Биологическая характеристика возбудителя чумы

Возбудитель чумы Yersiniae Pestis относится к роду иерсиний и является возбудителем особо опасной инфекции — чумы.

Морфология: Гр- палочка овоидной формы полиморфна. Спор и жгутиков нет. Имеет нежную капсулу. При окрашивании метиленовым синим отмечается биполярное окрашивание (концы окрашиваются интенсивнее, чем середина).

Тип дыхания: факультативные анаэробы.

Факторы патогенности: токсин (экзо и эндо), ферменты патогенности.

Культивирование: растет на простых питательных средах (МПА) при 28-30 градусах Цельсия через 12-14 часов. Для ускорения роста к МПА добавляют кровь. Элективная среда - среда Тумановского (среда с добавлением генцианвиолета для подавления сопутствующей микрофлоры). На питательных средах растут в R-форме. На плотных средах — колонии в виде глыбок с неровными краями превращающиеся через 48 часов в «кружевной платок». На жидких средах — пленка с тяжами (сталактитовый рост).

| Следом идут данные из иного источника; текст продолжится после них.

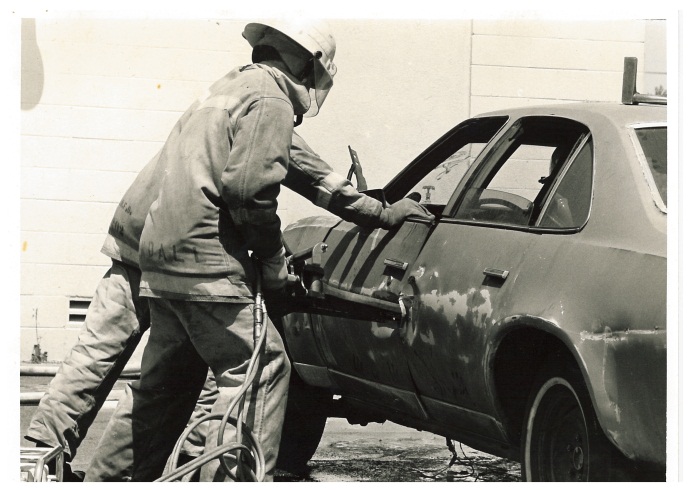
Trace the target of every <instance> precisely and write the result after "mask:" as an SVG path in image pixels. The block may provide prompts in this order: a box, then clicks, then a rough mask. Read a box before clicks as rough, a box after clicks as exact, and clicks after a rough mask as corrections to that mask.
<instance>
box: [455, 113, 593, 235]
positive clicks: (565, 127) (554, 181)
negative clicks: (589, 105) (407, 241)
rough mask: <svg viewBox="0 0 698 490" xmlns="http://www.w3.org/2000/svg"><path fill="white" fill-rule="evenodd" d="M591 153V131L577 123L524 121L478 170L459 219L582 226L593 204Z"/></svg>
mask: <svg viewBox="0 0 698 490" xmlns="http://www.w3.org/2000/svg"><path fill="white" fill-rule="evenodd" d="M591 150H592V145H591V139H590V134H589V130H588V128H587V127H586V126H584V125H582V124H580V123H578V122H576V121H573V120H570V119H565V118H560V117H554V116H530V117H524V118H521V119H520V120H518V121H517V122H516V123H515V124H513V125H512V126H511V127H510V128H509V129H508V130H507V133H506V134H504V135H503V136H502V138H500V140H499V142H498V144H497V145H496V146H495V147H493V148H492V149H491V150H490V151H489V153H488V154H487V155H486V156H485V157H484V158H483V160H482V162H481V164H480V165H479V166H478V168H477V169H476V170H475V172H473V174H472V175H471V177H470V179H469V182H468V184H467V186H466V190H465V193H464V194H463V198H462V200H461V202H460V204H459V206H458V208H457V211H456V212H455V216H454V217H456V218H460V219H465V220H468V221H475V222H483V223H492V224H496V225H506V226H523V227H530V226H541V227H547V228H578V227H580V226H582V225H583V224H584V222H585V221H586V217H587V215H588V213H589V206H590V204H591V175H592V168H593V167H592V163H593V162H592V155H593V152H592V151H591ZM577 162H579V165H578V164H577ZM572 163H574V165H571V164H572ZM580 179H581V180H580ZM551 194H552V195H553V196H552V197H554V198H555V199H556V201H554V202H553V201H551Z"/></svg>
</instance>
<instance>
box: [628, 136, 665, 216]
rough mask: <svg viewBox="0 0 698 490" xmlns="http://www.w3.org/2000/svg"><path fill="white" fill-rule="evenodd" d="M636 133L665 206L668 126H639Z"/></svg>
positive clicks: (655, 185) (637, 138)
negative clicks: (640, 127)
mask: <svg viewBox="0 0 698 490" xmlns="http://www.w3.org/2000/svg"><path fill="white" fill-rule="evenodd" d="M635 134H636V136H637V139H638V141H639V142H640V146H641V147H642V152H643V153H644V155H645V159H646V160H647V164H648V165H649V168H650V173H651V175H652V179H653V180H654V184H655V186H656V187H657V191H658V192H659V196H660V197H661V198H662V201H663V202H664V206H666V203H667V189H666V167H667V163H666V161H667V149H666V134H667V133H666V127H652V128H637V129H635Z"/></svg>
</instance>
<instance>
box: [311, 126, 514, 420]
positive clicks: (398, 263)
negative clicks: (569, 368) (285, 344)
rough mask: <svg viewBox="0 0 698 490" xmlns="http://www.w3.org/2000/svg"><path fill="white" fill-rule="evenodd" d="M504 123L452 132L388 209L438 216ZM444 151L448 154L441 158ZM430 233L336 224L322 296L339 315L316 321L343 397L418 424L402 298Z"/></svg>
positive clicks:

Биохимические свойства: расщепляет сахара (глюкозу, манит, мальтозу, арабинозу) до кислоты. Не расщепляет сахарозу, рамнозу.

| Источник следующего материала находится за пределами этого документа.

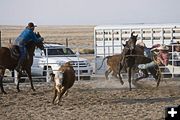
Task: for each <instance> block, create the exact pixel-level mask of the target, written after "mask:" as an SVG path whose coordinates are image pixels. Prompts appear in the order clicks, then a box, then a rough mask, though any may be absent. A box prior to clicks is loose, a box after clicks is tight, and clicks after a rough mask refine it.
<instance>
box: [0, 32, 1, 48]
mask: <svg viewBox="0 0 180 120" xmlns="http://www.w3.org/2000/svg"><path fill="white" fill-rule="evenodd" d="M0 47H1V31H0Z"/></svg>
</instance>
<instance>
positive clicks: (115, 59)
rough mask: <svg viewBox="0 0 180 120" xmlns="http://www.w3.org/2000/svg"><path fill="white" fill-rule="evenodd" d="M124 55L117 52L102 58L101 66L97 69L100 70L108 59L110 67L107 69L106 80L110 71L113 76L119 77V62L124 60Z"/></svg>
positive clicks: (105, 75) (107, 78) (109, 66)
mask: <svg viewBox="0 0 180 120" xmlns="http://www.w3.org/2000/svg"><path fill="white" fill-rule="evenodd" d="M122 58H123V57H122V55H121V54H115V55H112V56H106V57H104V58H103V60H102V64H101V65H100V67H99V68H98V69H97V70H100V69H101V67H102V65H103V63H104V61H105V60H106V59H107V60H106V64H107V66H108V69H107V70H106V71H105V77H106V80H108V76H109V74H110V73H112V76H114V77H115V78H117V79H119V78H118V72H119V64H120V62H121V60H122Z"/></svg>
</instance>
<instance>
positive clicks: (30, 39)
mask: <svg viewBox="0 0 180 120" xmlns="http://www.w3.org/2000/svg"><path fill="white" fill-rule="evenodd" d="M35 27H37V26H36V25H34V23H32V22H30V23H28V26H27V27H26V28H25V29H24V30H23V31H22V33H21V34H20V35H19V36H18V37H17V39H16V40H15V42H14V45H17V46H19V51H20V57H19V61H18V64H17V66H16V68H15V69H16V71H18V72H21V65H22V63H23V62H24V60H25V59H26V56H27V48H26V45H27V43H28V42H29V41H33V42H35V43H37V42H39V41H42V40H43V38H42V37H40V38H37V36H36V33H34V29H35Z"/></svg>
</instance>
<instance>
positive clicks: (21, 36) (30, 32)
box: [17, 28, 39, 43]
mask: <svg viewBox="0 0 180 120" xmlns="http://www.w3.org/2000/svg"><path fill="white" fill-rule="evenodd" d="M18 38H20V39H22V40H23V42H25V43H26V42H28V41H29V40H32V41H34V42H38V41H39V39H38V38H37V37H36V34H35V33H34V32H33V31H32V30H31V29H29V28H26V29H25V30H24V31H22V33H21V34H20V35H19V37H18ZM17 40H18V39H17Z"/></svg>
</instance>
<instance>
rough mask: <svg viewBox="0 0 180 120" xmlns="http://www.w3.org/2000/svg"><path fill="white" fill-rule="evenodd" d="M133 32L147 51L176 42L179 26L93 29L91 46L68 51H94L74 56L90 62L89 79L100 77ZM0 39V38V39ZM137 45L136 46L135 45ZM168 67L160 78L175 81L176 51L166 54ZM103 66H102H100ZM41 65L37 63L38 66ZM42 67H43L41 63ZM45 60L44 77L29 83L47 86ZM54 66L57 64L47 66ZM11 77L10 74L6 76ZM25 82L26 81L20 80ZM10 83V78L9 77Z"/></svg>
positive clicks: (47, 73) (7, 77)
mask: <svg viewBox="0 0 180 120" xmlns="http://www.w3.org/2000/svg"><path fill="white" fill-rule="evenodd" d="M132 31H134V32H135V34H138V41H140V40H143V42H144V43H145V44H146V46H147V47H152V45H154V44H166V45H169V44H171V43H175V42H177V41H180V24H163V25H151V24H150V25H146V24H138V25H120V26H96V27H95V28H94V46H70V47H69V48H71V49H74V48H75V47H76V48H78V50H79V49H80V48H82V49H84V48H90V49H93V50H94V51H95V53H94V54H78V53H79V51H76V52H77V55H78V56H80V57H85V58H91V59H89V62H90V64H91V65H92V66H93V74H92V75H91V77H104V72H105V71H106V69H107V66H106V64H103V67H102V68H101V69H100V70H97V68H99V66H100V65H101V64H102V60H103V58H104V57H106V56H109V55H114V54H119V53H121V52H122V49H123V46H122V44H123V43H124V40H126V39H128V38H129V37H130V34H131V32H132ZM0 39H1V38H0ZM138 41H137V42H138ZM177 45H179V44H171V46H172V47H173V46H177ZM169 61H170V62H169V65H168V66H164V67H162V68H164V70H163V71H162V74H164V77H170V78H179V76H180V53H179V52H177V51H171V52H170V59H169ZM104 63H105V62H104ZM40 64H41V63H40ZM42 64H44V63H42ZM48 64H49V63H48V59H47V61H46V65H47V67H46V69H45V70H44V72H46V73H47V74H46V75H45V76H36V77H33V79H37V81H38V80H39V79H43V80H44V81H45V82H49V74H48V73H50V72H52V70H49V69H48ZM51 64H57V63H51ZM79 72H80V70H79V71H78V72H77V75H78V76H77V77H78V78H77V79H78V80H80V77H81V76H80V75H79ZM9 74H10V76H8V77H7V78H10V77H11V72H9ZM24 78H25V79H26V77H24ZM11 79H12V77H11ZM13 81H15V82H16V74H15V76H14V77H13Z"/></svg>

Протеолитические свойства: образует сероводород, не разжижает желатину.

Антигенные свойства: бактерии чумы содержат групповой соматический О-антиген и видовой К-антиген.

Методы исследования: микроскопический, в т.ч. РИФ, биолологический (на морских свинках). Забор материала и лабораторное исследование проводится только в противочумных костюмах.

Материал для исследования зависит от локализации возбудителя:

1. Содержимое язвы или бубона

2. Мокрота

3. Кал

4. Кровь

5. Убитые блохи и грызуны

Алгоритм микробиологического исследования на чуму:

1. Микроскопия исследуемого материала (РИФ, окраска по Граму, метиленовым синим). Гр- палочки, при окраске метиленовым синим — биполярное окрашивание (концы более синие, чем центр. РИФ — светящиеся в люминисцентном микроскопе овоидные палочки.

2. Постановка биопробы для выделения чистой культуры. Заражение материалом морских свинок (загрязненные материал вводят подкожно, незагрязненный материал внутрибрюшинно). Гибель животных на 3-7 день. Вскрывают, выделение ЧК из органов животных.

3. Первичный посев исследуемого материала на среду Филдса — незагрязненный другой микрофлорой материал — кровь. Среду Туманского — загрязненный материал. Термостат при 28 градусах Цельсия на 12-24-48 часов.

4. Через 12 часов просмотр чашек — при наличии колонии в виде глыбок битого стекла, приготовление препаратов, окраска по Граму, метиленовым синим. Постановка пробы Творта — пробы с противочумным бактериофагом наносят на колонию и ставят в термостат при 28 градусах Цельсия на 12 часов. При положительном результате — лизис колонии.

5. Выделение ЧК путем посева на скошенный агар МПА (28 градусов Цельсия 12 часов).

6. Через 24 часа просмотр чашек и пробирок, учет результатов. Чашки — колонии в виде «кружевного платочка» - R-форма. Пробирки с МПБ — пленка с тяжами вниз «сталактитовый рост». Скошенный агар (ЧК) — вязкий сероватый налет. Проба Творта — лизис колонии. Предварительный ответ.

7. Идентификация ЧК по биохимическим свойствам (ряды Гисса). Проба Творта с ЧК (28 градусов Цельсия 12-14 часов). Окончательный ответ через 36-48 часов.

При исследовании погибших грызунов необходимо дифференцировать иерсинии чумы от иерсиний псевдотуберкулеза. В отличие от иерсинии чумы иерсинии псевдотуберкулеза расщепляют рамнозу и растут на голодных средах, не лизируются противочумным бактериофагом.